Les touristes locaux de retour dans le « Grand Canyon d’Afghanistan »

Des touristes afghans en promenade sur le lac de Band e-Amir dans le centre de l'Afghanistan, le 4 octobre 2021
Des touristes afghans en promenade sur le lac de Band e-Amir dans le centre de l’Afghanistan, le 4 octobre 2021 afp.com – BULENT KILIC

Le bleu marine irréel des eaux des lacs de Band-e Amir, dans le centre du pays, attire à nouveau les touristes afghans, qui affrontent les mauvaises routes et les pistes pour découvrir les splendeurs du « Grand Canyon d’Afghanistan ».

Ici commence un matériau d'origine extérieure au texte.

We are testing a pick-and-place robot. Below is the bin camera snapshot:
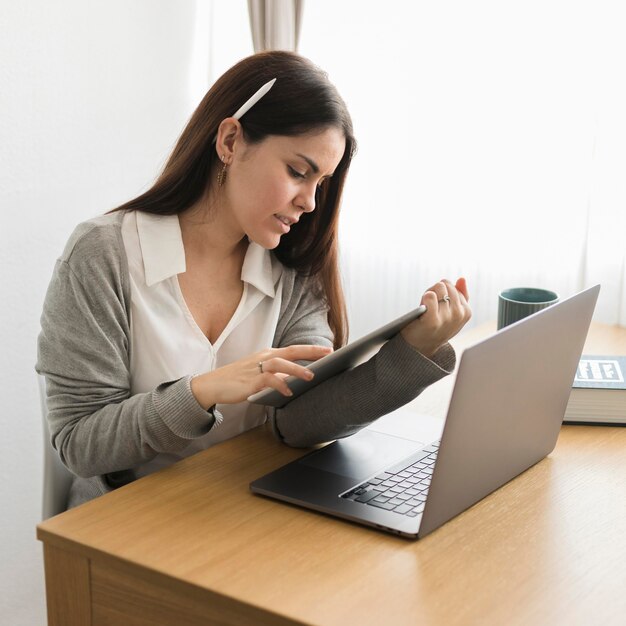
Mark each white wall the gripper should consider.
[0,0,252,626]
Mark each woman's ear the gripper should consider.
[215,117,243,164]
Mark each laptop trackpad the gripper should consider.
[299,430,424,480]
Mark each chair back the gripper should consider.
[37,375,74,520]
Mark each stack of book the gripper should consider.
[563,355,626,425]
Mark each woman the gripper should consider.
[37,52,470,506]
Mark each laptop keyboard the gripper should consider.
[341,441,439,517]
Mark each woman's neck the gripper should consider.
[178,193,248,262]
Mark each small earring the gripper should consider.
[217,155,228,187]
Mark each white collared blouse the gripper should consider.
[122,211,283,476]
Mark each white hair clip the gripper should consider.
[213,78,276,143]
[233,78,276,120]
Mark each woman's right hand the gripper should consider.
[191,345,333,409]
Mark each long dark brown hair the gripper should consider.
[115,51,356,348]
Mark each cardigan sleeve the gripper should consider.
[269,270,456,447]
[36,217,215,477]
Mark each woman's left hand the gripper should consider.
[400,278,472,359]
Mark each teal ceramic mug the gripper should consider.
[498,287,559,330]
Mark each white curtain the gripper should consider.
[300,0,626,337]
[248,0,304,52]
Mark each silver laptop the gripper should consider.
[250,285,600,539]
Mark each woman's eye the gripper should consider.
[287,165,306,178]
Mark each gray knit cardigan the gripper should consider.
[36,212,455,506]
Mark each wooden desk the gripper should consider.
[37,326,626,626]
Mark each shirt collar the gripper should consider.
[137,211,278,298]
[137,211,187,287]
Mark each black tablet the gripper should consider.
[248,305,426,407]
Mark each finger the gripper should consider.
[271,345,333,361]
[263,358,314,380]
[258,372,293,396]
[420,289,439,310]
[441,278,462,307]
[455,277,469,302]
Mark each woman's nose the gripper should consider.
[295,185,317,213]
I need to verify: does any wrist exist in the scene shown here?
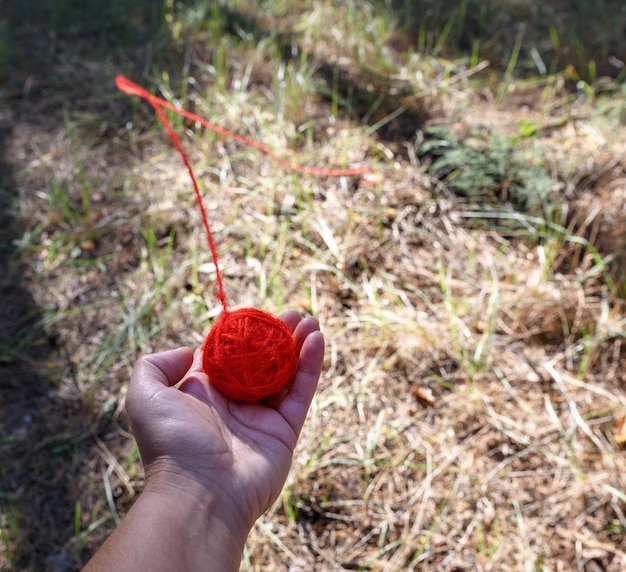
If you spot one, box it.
[138,472,254,570]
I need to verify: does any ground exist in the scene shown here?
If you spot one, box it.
[0,0,626,572]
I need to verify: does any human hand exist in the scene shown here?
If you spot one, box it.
[126,312,324,535]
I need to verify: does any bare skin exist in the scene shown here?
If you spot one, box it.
[85,312,324,572]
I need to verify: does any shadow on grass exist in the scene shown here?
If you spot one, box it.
[0,0,171,572]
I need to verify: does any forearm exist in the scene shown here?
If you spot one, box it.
[85,478,249,572]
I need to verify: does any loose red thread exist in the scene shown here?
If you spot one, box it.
[115,75,376,182]
[115,75,374,403]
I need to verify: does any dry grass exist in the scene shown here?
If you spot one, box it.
[0,2,626,571]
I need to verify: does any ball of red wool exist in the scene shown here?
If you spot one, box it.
[202,308,297,403]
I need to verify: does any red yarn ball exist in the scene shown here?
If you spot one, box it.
[202,308,297,403]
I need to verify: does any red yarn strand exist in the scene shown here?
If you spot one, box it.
[116,76,316,403]
[115,75,376,182]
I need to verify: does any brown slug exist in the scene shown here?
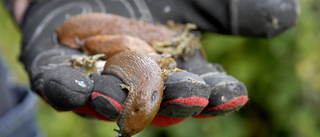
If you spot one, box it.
[102,51,164,137]
[56,13,178,49]
[82,35,157,60]
[81,35,177,69]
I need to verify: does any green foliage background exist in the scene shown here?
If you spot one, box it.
[0,0,320,137]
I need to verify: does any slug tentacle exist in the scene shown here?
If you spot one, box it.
[102,51,164,137]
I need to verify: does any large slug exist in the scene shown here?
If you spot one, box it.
[102,51,164,137]
[81,35,177,69]
[56,13,177,49]
[82,35,157,60]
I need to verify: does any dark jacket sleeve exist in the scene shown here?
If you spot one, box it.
[149,0,300,37]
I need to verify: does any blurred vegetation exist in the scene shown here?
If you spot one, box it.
[0,0,320,137]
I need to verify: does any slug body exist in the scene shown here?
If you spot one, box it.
[56,13,177,49]
[102,51,164,137]
[82,35,157,60]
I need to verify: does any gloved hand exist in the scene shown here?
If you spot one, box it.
[20,2,247,126]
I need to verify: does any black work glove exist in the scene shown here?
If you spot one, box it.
[20,1,247,126]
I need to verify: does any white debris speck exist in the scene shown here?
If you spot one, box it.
[163,6,171,13]
[221,96,227,102]
[74,80,87,88]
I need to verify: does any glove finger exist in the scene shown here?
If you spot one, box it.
[175,50,225,75]
[151,72,210,126]
[176,50,248,118]
[72,103,113,121]
[91,74,128,120]
[195,73,249,118]
[42,67,93,111]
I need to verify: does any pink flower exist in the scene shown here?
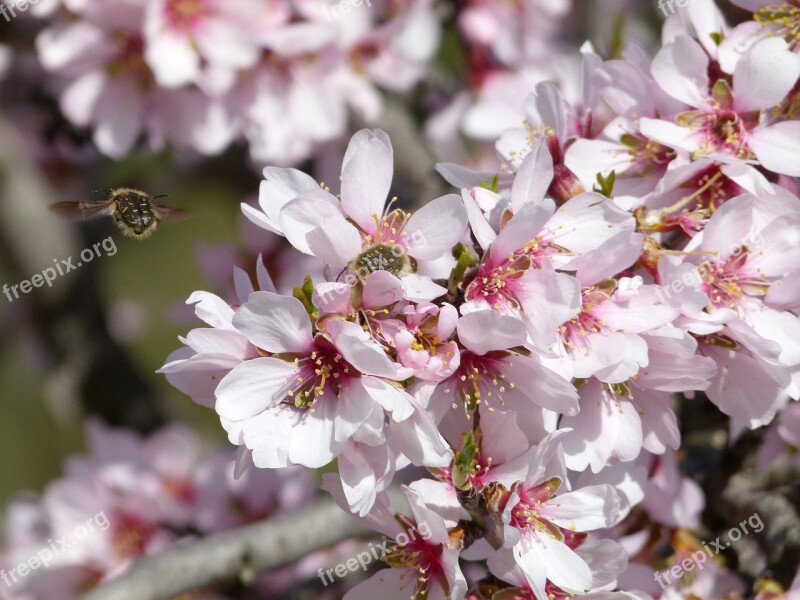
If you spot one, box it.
[502,432,620,600]
[143,0,289,88]
[216,292,413,468]
[37,0,236,158]
[641,36,800,176]
[429,310,577,440]
[245,130,467,300]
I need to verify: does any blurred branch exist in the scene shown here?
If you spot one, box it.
[356,96,451,202]
[81,498,374,600]
[0,116,163,431]
[722,455,800,589]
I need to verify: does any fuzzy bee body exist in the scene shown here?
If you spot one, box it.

Décrété en 2009 premier parc national du pays, cet ensemble de six lacs de montagne au cœur du massif de l’Hindou Kouch a été, selon la légende, créé par Ali, gendre du prophète Mahomet, avec un miracle qui a poussé le roi local à se convertir à l’islam.

Plus prosaïquement, les géologues expliquent que cette formation exceptionnelle est due à l’action de sources chargées de carbonates qui ont formé les parois d’une roche calcaire, le travertin, retenant les eaux comme des barrages naturels.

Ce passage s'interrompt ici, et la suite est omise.